Flatness Guided Test-Time Adaptation for Vision-Language Models
Abstract
Test-time adaptation (TTA) of Vision-Language Models (VLMs) has emerged as a technique for tackling distribution shifts during the test time. Recent research indicates that the test-time adaptation is intrinsically linked to the model's training history. However, existing TTA methods, such as Test-time Prompt Tuning, often design adaptation strategies in isolation from the models' training characteristics, which degrade their performance. This paper argues that the flatness acquired via sharpness-aware training is an efficient clue for the test-time adaptation of VLMs. Built on this insight, this paper proposes a novel Flatness-Guided Adaptation framework (FGA) for VLMs to cohesively unify training and test-time procedures. Its core idea is to leverage the alignment between the training minimum and test loss flat regions to guide the adaptation process.
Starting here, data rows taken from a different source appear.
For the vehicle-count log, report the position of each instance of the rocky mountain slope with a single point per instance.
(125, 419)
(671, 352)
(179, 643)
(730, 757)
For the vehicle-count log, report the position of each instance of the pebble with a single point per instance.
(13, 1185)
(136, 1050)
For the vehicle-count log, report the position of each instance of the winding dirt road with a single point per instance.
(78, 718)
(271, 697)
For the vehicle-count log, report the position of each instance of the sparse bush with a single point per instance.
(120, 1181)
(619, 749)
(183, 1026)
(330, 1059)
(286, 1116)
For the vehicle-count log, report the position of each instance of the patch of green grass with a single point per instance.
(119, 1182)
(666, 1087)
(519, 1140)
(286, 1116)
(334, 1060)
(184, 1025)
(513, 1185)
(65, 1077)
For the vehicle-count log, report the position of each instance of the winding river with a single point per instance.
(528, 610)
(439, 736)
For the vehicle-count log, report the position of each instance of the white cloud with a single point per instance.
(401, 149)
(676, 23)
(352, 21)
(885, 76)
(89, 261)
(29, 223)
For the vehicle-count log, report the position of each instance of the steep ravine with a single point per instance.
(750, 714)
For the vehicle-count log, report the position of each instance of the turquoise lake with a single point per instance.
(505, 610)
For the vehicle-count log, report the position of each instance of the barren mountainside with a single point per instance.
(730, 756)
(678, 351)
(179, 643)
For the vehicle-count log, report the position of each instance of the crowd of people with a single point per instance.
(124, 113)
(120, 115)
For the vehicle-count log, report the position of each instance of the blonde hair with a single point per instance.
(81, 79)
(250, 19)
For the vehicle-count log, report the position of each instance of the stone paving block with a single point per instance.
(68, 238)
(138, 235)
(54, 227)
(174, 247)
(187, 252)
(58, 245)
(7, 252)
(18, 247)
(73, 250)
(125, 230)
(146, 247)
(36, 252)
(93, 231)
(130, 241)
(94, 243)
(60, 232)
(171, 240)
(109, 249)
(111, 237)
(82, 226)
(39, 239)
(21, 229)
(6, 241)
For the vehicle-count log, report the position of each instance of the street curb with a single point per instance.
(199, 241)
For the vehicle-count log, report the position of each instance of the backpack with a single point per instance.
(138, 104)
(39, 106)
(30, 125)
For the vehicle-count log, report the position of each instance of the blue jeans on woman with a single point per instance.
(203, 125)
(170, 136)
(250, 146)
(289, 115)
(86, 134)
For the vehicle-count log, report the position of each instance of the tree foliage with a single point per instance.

Specifically, our FGA consists of a prompt-tuning stage and a test-time adaptation stage. In the tuning stage, a Sharpness-Aware Prompt Tuning method is utilized to identify the training flat minimum, offering a geometric clue of flatness for subsequent adaptation. In the test stage, a Sharpness-based Test Sample Selection approach is proposed to ensure the alignment of flat minima between the training and each augmented test sample's loss landscape. In comparison to existing TTA methods, our FGA avoids the expensive prompt parameter updates during test time, and substantially reduces the computation overhead. Extensive experiments on both domain generalization and cross-dataset benchmarks demonstrate that our FGA achieves superior performance over prevalent TTA methods. Notably, FGA even surpasses SOTA performance by 4.55\% on ImageNet-A, when using a ViT-B/16 image encoder. Our code will be available soon.